Bug 695 - DcfManager::UpdateBackoff () uses slow HighPrecision::Div()
: DcfManager::UpdateBackoff () uses slow HighPrecision::Div()
Status: RESOLVED FIXED
: ns-3
wifi
: ns-3-dev
: All All
: P3 enhancement
Assigned To:
:
:
:
:
  Show dependency treegraph
 
Reported: 2009-09-29 15:04 EDT by
Modified: 2009-11-30 09:39 EDT (History)


Attachments
Solution #1 (via long doubles) (1.13 KB, patch)
2009-09-29 17:23 EDT, Andrey Mazo
Details | Diff
Solution #2 (via TimeInvert) (1.49 KB, patch)
2009-09-29 17:24 EDT, Andrey Mazo
Details | Diff
Modifications to examples to measure perfomance gain. (1.59 KB, patch)
2009-09-29 17:26 EDT, Andrey Mazo
Details | Diff
solution #3 (2.46 KB, patch)
2009-11-24 06:34 EDT, Mathieu Lacage
Details | Diff


Note

You need to log in before you can comment on or make changes to this bug.

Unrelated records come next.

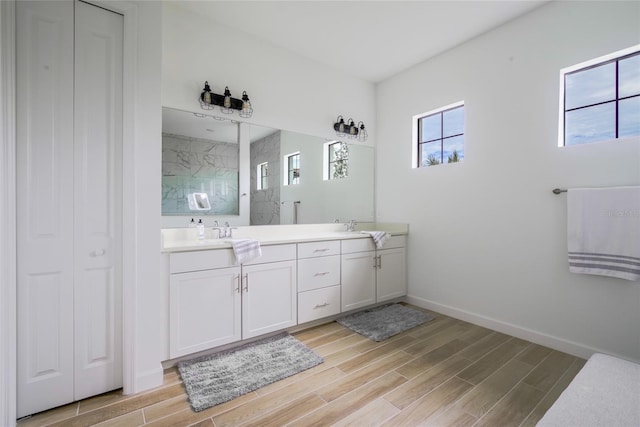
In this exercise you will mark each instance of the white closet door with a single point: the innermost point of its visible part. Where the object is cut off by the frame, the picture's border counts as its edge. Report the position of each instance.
(69, 202)
(44, 204)
(98, 195)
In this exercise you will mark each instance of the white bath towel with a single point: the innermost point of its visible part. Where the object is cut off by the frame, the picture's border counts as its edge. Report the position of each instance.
(246, 250)
(603, 231)
(379, 237)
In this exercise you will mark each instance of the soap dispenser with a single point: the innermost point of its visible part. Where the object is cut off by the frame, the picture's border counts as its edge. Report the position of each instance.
(200, 229)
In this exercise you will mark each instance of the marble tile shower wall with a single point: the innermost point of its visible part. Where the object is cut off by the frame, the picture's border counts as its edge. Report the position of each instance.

Description From 2009-09-29 15:04:22 EDT
UpdateBackoff() function seems to be a bottleneck for wifi-based simulations
eating up to 30% in "examples/mesh".

The really slow line is (src/devices/wifi/dcf-manager.cc:522 at rev
684768c10c59):
Scalar nSlots = (Simulator::Now () - backoffStart) / m_slotTime;

This line executes slow HighPrecision division each time the Updatebackoff()
function is called (and moreover each for() loop iteration).

I see at least 2 possible solutions:
1) retrieve nanoseconds from all involved Time variables and run all
calculations using long double precision;
2) Calculate (1 / m_slotTime) once in DcfManager::SetSlot() and use faster
128bit multiplication instead of slow 128bit devision here.

Solution #1 theoretically can be less precise than original code, but:
1) GetNanoSeconds () returns uint64_t which won't overflow until 584-year-long
simulation which is more than enough;
2) difference (Simulator::Now () - backoffStart) isn't supposed to be very
large, so long double easily handles it;
3) ratio ((Simulator::Now () - backoffStart) / m_slotTime) isn't supposed to be
very large too, so again long double is enough;
4) nSlots is anyway converted to double, thus losing the HighPrecision.
So I think solution #1 isn't less precise in practice.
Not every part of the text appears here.